You now know what the algorithm should do. Time to figure out how to do it.
- Don’t reinvent the wheel: Spending a few hours of research is always worth it. Even where there is no pre-existing algorithm that fits your given problem, you can often tailor a more general purpose algorithm to your needs. Most of the algorithms we have written in the past have started with a more widely known algorithm, which has then been modified to handle our specific domain. This not only saves time, but is also likely to lead to a more reliable and maintainable solution. It’s also worth considering machine learning, where a lot of recent improvements have made it viable for non-experts to integrate third-party products into production software. We saw a great talk at the GOTO Conference 2017 which demonstrated using TensorFlow & Google Cloud
- ‘Rubber Duck’ the Solution: Get one or two other software developers (the more critical the better!) and talk them through your intended solution. This will often identify design flaws in the algorithm, which is an order of magnitude simpler to fix at this stage than after you have written the code. Also, as the algorithm is likely to need bug fixes and updates in years to come, at least you won’t be the only one able to understand it.

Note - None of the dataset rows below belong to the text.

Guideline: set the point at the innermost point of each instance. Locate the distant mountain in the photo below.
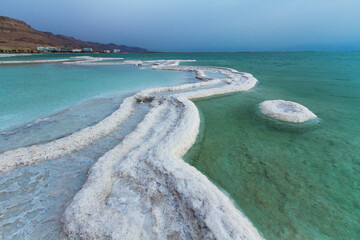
(16, 34)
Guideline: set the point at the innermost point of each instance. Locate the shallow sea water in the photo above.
(292, 181)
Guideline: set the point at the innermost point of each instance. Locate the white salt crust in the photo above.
(286, 111)
(142, 189)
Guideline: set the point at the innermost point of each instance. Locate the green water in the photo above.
(30, 92)
(292, 182)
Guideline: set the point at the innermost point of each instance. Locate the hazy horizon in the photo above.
(202, 26)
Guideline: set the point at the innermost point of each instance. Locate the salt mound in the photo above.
(286, 111)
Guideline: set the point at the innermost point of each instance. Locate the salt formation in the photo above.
(142, 189)
(286, 111)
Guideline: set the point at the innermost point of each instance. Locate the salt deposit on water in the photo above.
(286, 111)
(142, 189)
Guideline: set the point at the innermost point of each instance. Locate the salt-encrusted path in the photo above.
(142, 189)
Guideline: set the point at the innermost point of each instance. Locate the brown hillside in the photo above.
(16, 34)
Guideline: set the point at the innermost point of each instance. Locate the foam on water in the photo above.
(141, 188)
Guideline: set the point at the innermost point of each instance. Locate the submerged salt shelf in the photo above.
(286, 111)
(143, 181)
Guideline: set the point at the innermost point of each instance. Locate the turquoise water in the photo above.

- Documentation: The users of the system often want to understand what the algorithm is doing at a conceptual level (and why wouldn’t they – how can they trust the results if they can’t understand it?), so it’s worth spending a bit of time documenting it (in addition to code level documentation). If you can’t write a simple 2-3 paragraph description (perhaps with a few diagrams) you are going to cause yourself a lot of pain.

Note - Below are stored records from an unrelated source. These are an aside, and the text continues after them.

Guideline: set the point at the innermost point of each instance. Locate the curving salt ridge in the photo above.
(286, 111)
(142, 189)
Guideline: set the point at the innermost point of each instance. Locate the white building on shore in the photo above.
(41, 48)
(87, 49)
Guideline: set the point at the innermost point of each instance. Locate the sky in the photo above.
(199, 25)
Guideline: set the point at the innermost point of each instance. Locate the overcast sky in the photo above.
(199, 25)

Focus on writing an algorithm that provides the correct answer. Then refactor it to improve maintainability – your automated tests should make this safe and easy. Only then should you consider optimisation. As Donald Knuth said:
We should forget about small efficiencies, say about 97% of the time: premature optimization is the root of all evil
Or from Michael A. Jackson in Principles of Program Design:
Rules of Optimization:
Rule 1: Don’t do it.
Rule 2 (for experts only): Don’t do it yet.

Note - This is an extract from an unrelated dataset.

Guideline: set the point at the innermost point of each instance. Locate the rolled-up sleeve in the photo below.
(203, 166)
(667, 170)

In some domains performance is not just a nice to have, but an essential requirement – for instance, in a crash detection system in a car. Before diving into development, ask the required performance: does it need to provide an answer within 10ms, 1 second, 10 seconds, sometime in the next day? This will set some constraints on the implementation.
Before you start optimising, make sure you profile the code. It will help you focus on the parts of the algorithm that are causing the biggest performance bottlenecks. It will also tell you if your optimisations are working. Compilers are pretty smart these days, and sometimes they will be doing the optimisation behind the scenes anyway.
Keep It Simple
Saving the best advice to last: keep it simple! You must be able to reason about how the algorithm is working on a specific data input, otherwise you will never be able to debug it. We have found that an algorithm will grow in complexity over time as each new edge case is found and handled. It’s important that these are not just ‘hacked’ in, but given careful consideration how they integrate with the core algorithm. Where necessary, break the algorithm down into separate stages with well-defined intent and boundaries. This keeps it simple to understand and gives easy points for inspection to help with debugging.